Senior Managers and Certification Regime: are you resilient?

  • Describe how to ensure there is accountability in advice companies for the resilience of operational services ready for SMCR.
  • List what to do to mitigate risks from outside the company.
  • Identify the cyber risk to the business and prepare for it.
Senior Managers and Certification Regime: are you resilient?

The December 2019 extension of the Senior Managers and Certification Regime (SMCR) is now looming. 

From that point, the regulation will apply to Financial Conduct Authority solo-regulated companies, pushing them to put a renewed focus on operational and cyber resilience.

There is an expectation from the regulators that operational resilience and cyber security will be taken seriously and that senior managers will be held accountable for them.

Article continues after advert

Its importance was underlined in the jointly published Prudential Regulation Authority, FCA and Bank of England Operational Resilience discussion paper which re-iterated the need for operational resilience to be on an equal footing with financial resilience.

A recently published Bank of England Financial Stability Report then made it clear that, under SMCR, the Chief Operations Senior Management Function (SMF 24) will be the individual responsible for the resilience of operations.

In light of this, firms now need to take a number of steps to make sure they are prepared.

Key questions

Make sure there is accountability for the resilience of your most critical services.

Regulators expect firms to understand the criticality of the services they provide in the context of the customers and markets they serve.

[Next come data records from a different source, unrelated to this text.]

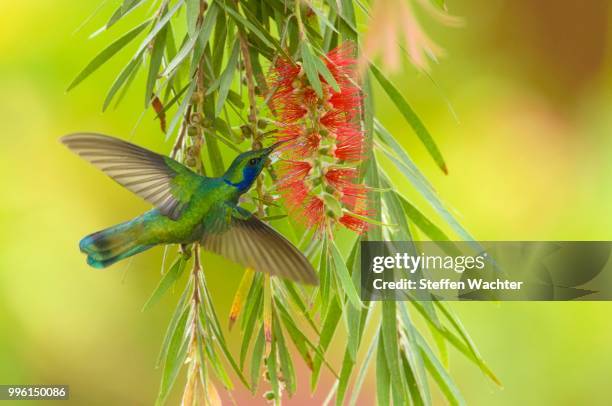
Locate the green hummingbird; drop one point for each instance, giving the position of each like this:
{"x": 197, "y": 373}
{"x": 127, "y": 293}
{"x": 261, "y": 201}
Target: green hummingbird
{"x": 188, "y": 208}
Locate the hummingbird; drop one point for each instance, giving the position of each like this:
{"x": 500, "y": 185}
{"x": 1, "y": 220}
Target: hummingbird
{"x": 188, "y": 208}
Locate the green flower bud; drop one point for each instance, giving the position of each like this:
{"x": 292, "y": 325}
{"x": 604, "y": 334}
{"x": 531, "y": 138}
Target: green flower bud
{"x": 192, "y": 131}
{"x": 191, "y": 162}
{"x": 333, "y": 206}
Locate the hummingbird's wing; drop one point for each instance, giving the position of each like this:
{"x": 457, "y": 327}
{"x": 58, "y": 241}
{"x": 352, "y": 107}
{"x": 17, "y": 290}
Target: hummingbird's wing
{"x": 243, "y": 238}
{"x": 158, "y": 179}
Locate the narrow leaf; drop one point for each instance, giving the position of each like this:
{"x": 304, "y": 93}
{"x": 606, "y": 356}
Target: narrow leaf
{"x": 345, "y": 278}
{"x": 175, "y": 272}
{"x": 157, "y": 55}
{"x": 227, "y": 77}
{"x": 108, "y": 53}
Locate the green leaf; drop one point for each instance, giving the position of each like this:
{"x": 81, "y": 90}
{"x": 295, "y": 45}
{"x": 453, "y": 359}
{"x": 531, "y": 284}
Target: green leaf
{"x": 413, "y": 356}
{"x": 411, "y": 117}
{"x": 456, "y": 323}
{"x": 323, "y": 71}
{"x": 177, "y": 352}
{"x": 175, "y": 272}
{"x": 383, "y": 382}
{"x": 108, "y": 53}
{"x": 123, "y": 77}
{"x": 159, "y": 26}
{"x": 439, "y": 374}
{"x": 330, "y": 323}
{"x": 227, "y": 77}
{"x": 193, "y": 11}
{"x": 285, "y": 358}
{"x": 178, "y": 115}
{"x": 390, "y": 342}
{"x": 354, "y": 316}
{"x": 157, "y": 55}
{"x": 271, "y": 366}
{"x": 309, "y": 62}
{"x": 345, "y": 374}
{"x": 126, "y": 8}
{"x": 178, "y": 312}
{"x": 256, "y": 360}
{"x": 363, "y": 371}
{"x": 201, "y": 40}
{"x": 344, "y": 277}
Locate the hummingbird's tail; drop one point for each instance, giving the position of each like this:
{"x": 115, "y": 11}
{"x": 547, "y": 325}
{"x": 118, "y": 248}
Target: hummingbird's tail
{"x": 106, "y": 247}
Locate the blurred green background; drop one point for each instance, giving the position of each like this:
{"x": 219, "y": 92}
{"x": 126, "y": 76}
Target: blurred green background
{"x": 530, "y": 156}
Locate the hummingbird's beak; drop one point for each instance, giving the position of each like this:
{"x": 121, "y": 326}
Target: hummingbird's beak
{"x": 276, "y": 145}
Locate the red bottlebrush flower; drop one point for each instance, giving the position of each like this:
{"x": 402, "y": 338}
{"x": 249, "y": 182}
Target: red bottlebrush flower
{"x": 283, "y": 74}
{"x": 320, "y": 132}
{"x": 299, "y": 143}
{"x": 333, "y": 119}
{"x": 314, "y": 213}
{"x": 349, "y": 143}
{"x": 354, "y": 223}
{"x": 292, "y": 171}
{"x": 354, "y": 195}
{"x": 347, "y": 100}
{"x": 295, "y": 193}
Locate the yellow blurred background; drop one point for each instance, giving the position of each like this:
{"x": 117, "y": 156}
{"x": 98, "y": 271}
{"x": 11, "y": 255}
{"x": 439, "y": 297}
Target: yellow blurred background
{"x": 529, "y": 150}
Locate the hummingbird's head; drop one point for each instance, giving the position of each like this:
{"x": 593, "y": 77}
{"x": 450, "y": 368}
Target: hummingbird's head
{"x": 247, "y": 166}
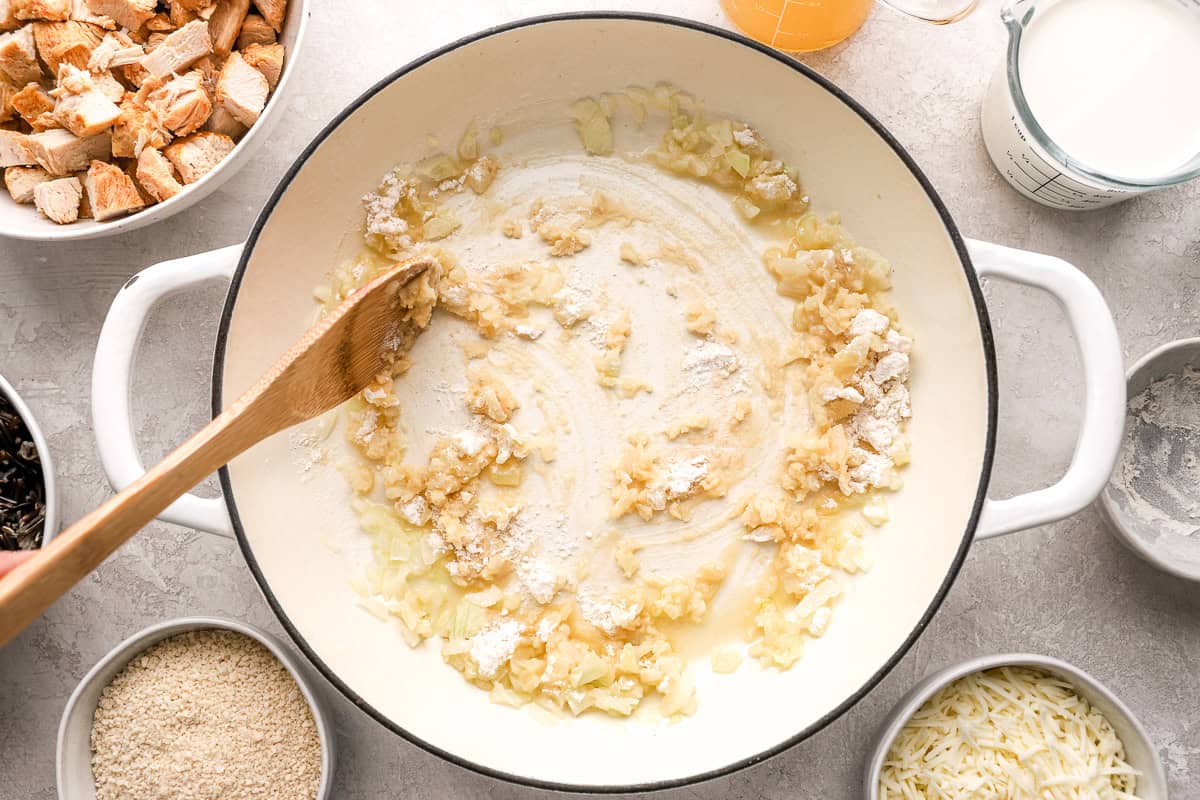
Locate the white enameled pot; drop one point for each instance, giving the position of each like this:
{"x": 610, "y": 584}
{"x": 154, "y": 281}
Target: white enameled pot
{"x": 24, "y": 222}
{"x": 850, "y": 163}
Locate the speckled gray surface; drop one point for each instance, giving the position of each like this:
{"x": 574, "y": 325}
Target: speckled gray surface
{"x": 1067, "y": 590}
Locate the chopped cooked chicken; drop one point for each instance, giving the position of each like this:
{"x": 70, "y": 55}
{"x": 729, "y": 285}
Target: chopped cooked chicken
{"x": 138, "y": 126}
{"x": 7, "y": 91}
{"x": 197, "y": 155}
{"x": 210, "y": 72}
{"x": 181, "y": 103}
{"x": 180, "y": 16}
{"x": 127, "y": 13}
{"x": 82, "y": 107}
{"x": 111, "y": 192}
{"x": 255, "y": 30}
{"x": 108, "y": 85}
{"x": 114, "y": 50}
{"x": 61, "y": 152}
{"x": 7, "y": 18}
{"x": 15, "y": 149}
{"x": 273, "y": 12}
{"x": 179, "y": 49}
{"x": 18, "y": 56}
{"x": 67, "y": 42}
{"x": 84, "y": 205}
{"x": 222, "y": 121}
{"x": 81, "y": 12}
{"x": 21, "y": 181}
{"x": 59, "y": 199}
{"x": 36, "y": 107}
{"x": 161, "y": 24}
{"x": 156, "y": 175}
{"x": 54, "y": 10}
{"x": 267, "y": 59}
{"x": 226, "y": 23}
{"x": 135, "y": 73}
{"x": 241, "y": 89}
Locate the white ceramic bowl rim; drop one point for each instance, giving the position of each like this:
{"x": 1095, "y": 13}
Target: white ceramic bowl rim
{"x": 1114, "y": 515}
{"x": 209, "y": 182}
{"x": 931, "y": 684}
{"x": 135, "y": 644}
{"x": 971, "y": 281}
{"x": 49, "y": 481}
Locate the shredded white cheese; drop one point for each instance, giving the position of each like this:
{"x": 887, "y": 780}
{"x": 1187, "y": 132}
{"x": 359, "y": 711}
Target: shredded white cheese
{"x": 1008, "y": 733}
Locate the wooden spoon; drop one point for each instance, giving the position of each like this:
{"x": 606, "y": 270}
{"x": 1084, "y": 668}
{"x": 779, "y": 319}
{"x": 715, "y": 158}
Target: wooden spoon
{"x": 340, "y": 355}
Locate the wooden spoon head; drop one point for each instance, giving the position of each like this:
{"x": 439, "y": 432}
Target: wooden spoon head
{"x": 342, "y": 353}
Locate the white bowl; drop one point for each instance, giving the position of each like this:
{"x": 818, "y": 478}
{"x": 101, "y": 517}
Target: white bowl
{"x": 51, "y": 525}
{"x": 75, "y": 777}
{"x": 1140, "y": 751}
{"x": 24, "y": 222}
{"x": 1179, "y": 555}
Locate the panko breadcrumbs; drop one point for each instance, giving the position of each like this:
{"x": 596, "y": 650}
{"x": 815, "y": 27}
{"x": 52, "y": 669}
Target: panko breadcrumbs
{"x": 442, "y": 531}
{"x": 204, "y": 715}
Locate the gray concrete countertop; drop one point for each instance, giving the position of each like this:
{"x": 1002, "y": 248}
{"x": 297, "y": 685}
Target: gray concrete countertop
{"x": 1067, "y": 590}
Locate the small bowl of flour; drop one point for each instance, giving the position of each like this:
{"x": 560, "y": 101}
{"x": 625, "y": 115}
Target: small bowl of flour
{"x": 196, "y": 709}
{"x": 1152, "y": 499}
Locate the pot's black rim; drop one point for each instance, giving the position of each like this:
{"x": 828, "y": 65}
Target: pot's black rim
{"x": 984, "y": 330}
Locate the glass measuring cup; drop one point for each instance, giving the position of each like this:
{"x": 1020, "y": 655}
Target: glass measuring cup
{"x": 1042, "y": 168}
{"x": 805, "y": 25}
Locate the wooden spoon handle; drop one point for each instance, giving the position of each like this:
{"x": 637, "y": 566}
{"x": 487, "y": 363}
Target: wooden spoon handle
{"x": 30, "y": 589}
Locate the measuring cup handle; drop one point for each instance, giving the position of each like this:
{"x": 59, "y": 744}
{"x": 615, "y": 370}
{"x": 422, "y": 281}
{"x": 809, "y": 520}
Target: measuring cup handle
{"x": 1104, "y": 404}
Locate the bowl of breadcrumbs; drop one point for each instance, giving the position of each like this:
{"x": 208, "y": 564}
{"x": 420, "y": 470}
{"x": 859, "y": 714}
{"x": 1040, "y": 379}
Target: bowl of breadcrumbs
{"x": 196, "y": 708}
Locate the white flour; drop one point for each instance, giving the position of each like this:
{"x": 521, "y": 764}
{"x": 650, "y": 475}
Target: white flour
{"x": 604, "y": 613}
{"x": 1155, "y": 483}
{"x": 885, "y": 401}
{"x": 492, "y": 647}
{"x": 708, "y": 362}
{"x": 683, "y": 476}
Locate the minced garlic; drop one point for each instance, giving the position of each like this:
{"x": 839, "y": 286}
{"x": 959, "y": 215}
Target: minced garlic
{"x": 463, "y": 547}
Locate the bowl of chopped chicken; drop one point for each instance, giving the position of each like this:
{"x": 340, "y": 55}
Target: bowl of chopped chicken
{"x": 695, "y": 437}
{"x": 117, "y": 113}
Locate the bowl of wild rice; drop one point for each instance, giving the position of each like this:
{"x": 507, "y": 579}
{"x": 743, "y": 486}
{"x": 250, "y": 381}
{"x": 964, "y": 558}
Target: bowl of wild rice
{"x": 196, "y": 708}
{"x": 29, "y": 498}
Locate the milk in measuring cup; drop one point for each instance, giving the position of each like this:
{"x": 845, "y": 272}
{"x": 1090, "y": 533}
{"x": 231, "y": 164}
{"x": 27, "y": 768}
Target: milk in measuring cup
{"x": 1114, "y": 84}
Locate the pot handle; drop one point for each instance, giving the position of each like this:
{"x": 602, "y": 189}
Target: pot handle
{"x": 1104, "y": 384}
{"x": 113, "y": 366}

To take a simple example, the ability to sell a mortgage may not be considered as critical as a mortgage drawdown. The failure of the latter can hugely disrupt an individual’s life and possibly the wider market, while the former is likely to only impact the firm commercially.

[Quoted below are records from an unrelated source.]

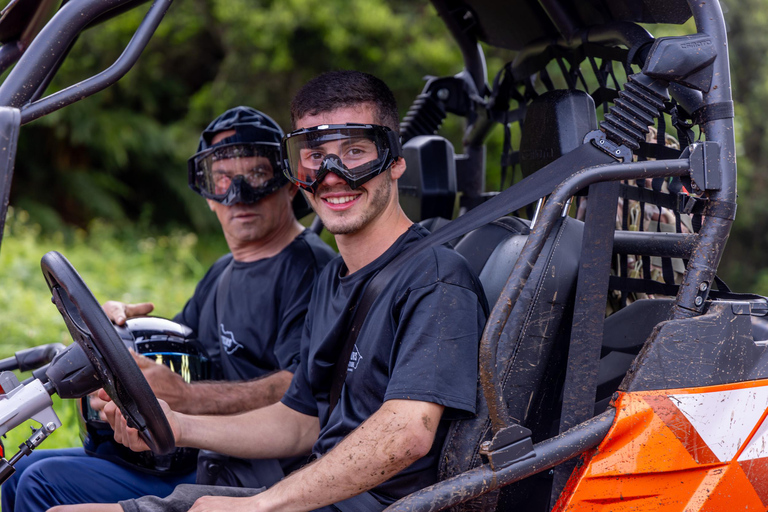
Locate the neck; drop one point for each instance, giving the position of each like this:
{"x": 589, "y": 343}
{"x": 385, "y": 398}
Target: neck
{"x": 361, "y": 248}
{"x": 267, "y": 246}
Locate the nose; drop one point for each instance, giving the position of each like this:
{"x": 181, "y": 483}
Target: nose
{"x": 331, "y": 179}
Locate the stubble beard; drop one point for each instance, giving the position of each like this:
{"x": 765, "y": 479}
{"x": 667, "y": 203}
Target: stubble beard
{"x": 339, "y": 224}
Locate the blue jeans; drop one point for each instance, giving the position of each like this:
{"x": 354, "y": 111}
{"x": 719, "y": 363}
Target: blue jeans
{"x": 69, "y": 476}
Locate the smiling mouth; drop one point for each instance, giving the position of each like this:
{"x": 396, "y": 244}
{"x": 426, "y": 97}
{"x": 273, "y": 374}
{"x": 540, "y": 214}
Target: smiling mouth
{"x": 340, "y": 200}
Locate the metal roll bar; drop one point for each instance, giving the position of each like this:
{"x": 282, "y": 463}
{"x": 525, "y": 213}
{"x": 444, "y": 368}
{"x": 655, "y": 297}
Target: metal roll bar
{"x": 483, "y": 479}
{"x": 46, "y": 51}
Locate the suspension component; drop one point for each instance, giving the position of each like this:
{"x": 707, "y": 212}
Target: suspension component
{"x": 637, "y": 107}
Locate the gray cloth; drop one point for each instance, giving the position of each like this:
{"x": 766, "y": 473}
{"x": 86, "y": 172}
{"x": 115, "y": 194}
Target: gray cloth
{"x": 183, "y": 497}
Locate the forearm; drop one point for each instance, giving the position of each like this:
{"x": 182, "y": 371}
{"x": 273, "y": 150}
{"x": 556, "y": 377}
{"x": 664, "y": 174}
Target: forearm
{"x": 234, "y": 397}
{"x": 388, "y": 442}
{"x": 274, "y": 431}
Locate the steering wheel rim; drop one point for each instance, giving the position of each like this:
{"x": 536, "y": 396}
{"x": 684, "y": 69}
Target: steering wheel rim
{"x": 116, "y": 370}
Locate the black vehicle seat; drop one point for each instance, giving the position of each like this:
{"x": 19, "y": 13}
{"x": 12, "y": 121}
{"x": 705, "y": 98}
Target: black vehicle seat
{"x": 556, "y": 123}
{"x": 531, "y": 378}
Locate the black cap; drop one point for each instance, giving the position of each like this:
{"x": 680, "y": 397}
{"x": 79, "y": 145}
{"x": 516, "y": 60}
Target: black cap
{"x": 250, "y": 125}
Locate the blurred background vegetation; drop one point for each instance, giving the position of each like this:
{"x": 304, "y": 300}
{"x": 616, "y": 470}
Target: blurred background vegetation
{"x": 104, "y": 181}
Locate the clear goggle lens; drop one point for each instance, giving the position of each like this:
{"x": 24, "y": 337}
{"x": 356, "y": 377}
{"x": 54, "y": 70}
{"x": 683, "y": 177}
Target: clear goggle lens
{"x": 212, "y": 171}
{"x": 355, "y": 152}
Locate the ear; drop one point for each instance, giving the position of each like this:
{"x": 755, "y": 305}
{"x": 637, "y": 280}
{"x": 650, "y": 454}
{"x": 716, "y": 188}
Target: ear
{"x": 397, "y": 169}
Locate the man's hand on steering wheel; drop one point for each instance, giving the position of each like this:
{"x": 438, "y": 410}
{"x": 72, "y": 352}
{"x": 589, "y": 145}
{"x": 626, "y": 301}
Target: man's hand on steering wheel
{"x": 126, "y": 435}
{"x": 118, "y": 312}
{"x": 167, "y": 384}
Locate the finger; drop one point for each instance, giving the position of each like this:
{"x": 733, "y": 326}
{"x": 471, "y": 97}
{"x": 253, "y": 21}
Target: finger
{"x": 115, "y": 311}
{"x": 142, "y": 362}
{"x": 104, "y": 396}
{"x": 142, "y": 308}
{"x": 97, "y": 404}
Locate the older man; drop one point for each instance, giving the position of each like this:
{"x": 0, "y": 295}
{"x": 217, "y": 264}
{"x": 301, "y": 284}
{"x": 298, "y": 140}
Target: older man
{"x": 248, "y": 311}
{"x": 413, "y": 367}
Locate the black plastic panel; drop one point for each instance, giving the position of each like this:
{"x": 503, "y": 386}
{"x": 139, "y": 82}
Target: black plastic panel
{"x": 514, "y": 24}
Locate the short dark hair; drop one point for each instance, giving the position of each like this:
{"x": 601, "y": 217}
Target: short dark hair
{"x": 339, "y": 89}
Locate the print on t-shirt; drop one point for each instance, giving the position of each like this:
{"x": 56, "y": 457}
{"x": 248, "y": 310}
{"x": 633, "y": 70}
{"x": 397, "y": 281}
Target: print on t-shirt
{"x": 354, "y": 359}
{"x": 228, "y": 341}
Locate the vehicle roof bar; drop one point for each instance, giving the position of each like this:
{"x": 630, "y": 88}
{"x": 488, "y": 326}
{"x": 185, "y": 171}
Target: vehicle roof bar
{"x": 54, "y": 41}
{"x": 691, "y": 299}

You then need to understand the different components that make up a resilient service and recognise that having a single and senior point of accountability helps to answer the key questions in each of them.

The first question to ask is whether the technology is reliable. Is it patched and tested?

Then you need to consider if there are skill gaps in the teams who support the service and ask, what are the key people risks? That includes looking at your suppliers and checking whether they are acting to promote resilience.

It is also important to consider risks to the current service and any changes that could disrupt it.

Testing is essential in this process and managers need to check if they have tested the resilience of the service recently and that they know what to do if things go wrong.

Resilience is multi-faceted and dealing with each of these questions is likely to need specialist teams to help answer them.

However, without accountability at a senior level where someone looks across all the component parts, several minor problems may go unnoticed but which could then end up being catastrophic for the resilience of the service.

Advice companies also need to think carefully about who they make accountable.